1. Has an antidote to J.A.U.H. been discovered?

J.A.U.H. stands for 'jitni abadi, utna haq', one of Rahul Gandhi's favourite phrases since the beginning of the year. He raised the slogan in the Haryana campaign as well but evidently it has not been as effective.

One reason for this is that the same cheque cannot be cashed twice. It is extremely rare for a leader to find success twice with the same campaign.

Second, since the Lok Sabha results, the Naib Singh Saini government made multiple concessions to 'freebies'. From loan waivers to free bus rides to unemployment allowances, Saini matched Congress on the hand-outs front.

'J.A.U.H.' becomes difficult to counter if you have an image of a fiscally conservative government. The 'freebie' approach is not the ideal scenario, but it is what is there for now.

2. What really happened between June and October?

The optimistic explanation (called 'whitepill' in social media lingo) for the Lok Sabha election results for Modi- and BJP-supporters was that is was the letting off of steam in the system without the BJP actually losing power. It was the people venting out whatever frustrations they had with Modi. And once they had vented, once they had said their piece, they were able to think and choose normally again.

There is also the theory of buyer's remorse. It might well be possible that a large number of people did not vote BJP in April-May, or did not vote at all, thinking that even without their vote the Modi would be back with 350 seats.

While Modi was back, this was not a simple BJP majority government. On the other end, the voter saw the chest thumping of the Opposition and visible assertion of Islamists on the streets.

The question thus is—were a considerable number of voters hit with pangs of guilt between June and October?

A reasonable answer to this question can be obtained if we know how many assembly seats did the BJP lose in May, that they won back in October?

3. Where for Jat politics now and did it peak too early?

It's been 10 years since Haryana had a chief minister from the Jat community. It is almost certain that it will not have one for another five years.

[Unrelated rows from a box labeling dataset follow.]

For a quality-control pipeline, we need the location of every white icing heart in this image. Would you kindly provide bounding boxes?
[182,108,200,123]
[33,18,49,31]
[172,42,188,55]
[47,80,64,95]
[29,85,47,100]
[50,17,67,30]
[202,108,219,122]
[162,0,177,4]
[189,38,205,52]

This brings us the to the question: what happens to the politics of Jat consolidation now? Keep in mind the last four years have been particularly eventful for this brand of politics:

The 'farmers'' and the wrestlers' agitation created a perception of the community being constantly at loggerheads with Modi. They were also supposed to be the preceding acts building upto the climax of the Haryana assembly election.

Which brings us to the next question: did this politics of Jat consolidation in Haryana peak in May itself? Or was it the peak in May that led to a counter-consolidation in October?

Did Bhupender Singh Hooda prove his mettle in May when he actually had to do it in October?

4. Did urbanisation in Haryana play a role?

A change in socio-political attitudes and choices, brought about by economic growth and urbanisation, is too slow a process to be observed in real time. But like all such changes, it is impossible to reverse.

Previous elections show that as an electorate climbs the income ladder, gets more urbanised and more educated, it is more likely to vote for the BJP (where the BJP is a serious political contender). We also know that in the last 20 years Haryana has outperformed its hitherto more prosperous neighbour, Punjab, on both GSDP and per capita income terms.

Is the BJP's resilience in Haryana a result of this deeper underlying change? The BJP has won handsomely in the Gurgaon region and the GT road belt in Haryana. Do these regions being relatively more urban than the rest of the state have anything to do with the BJP's wins here?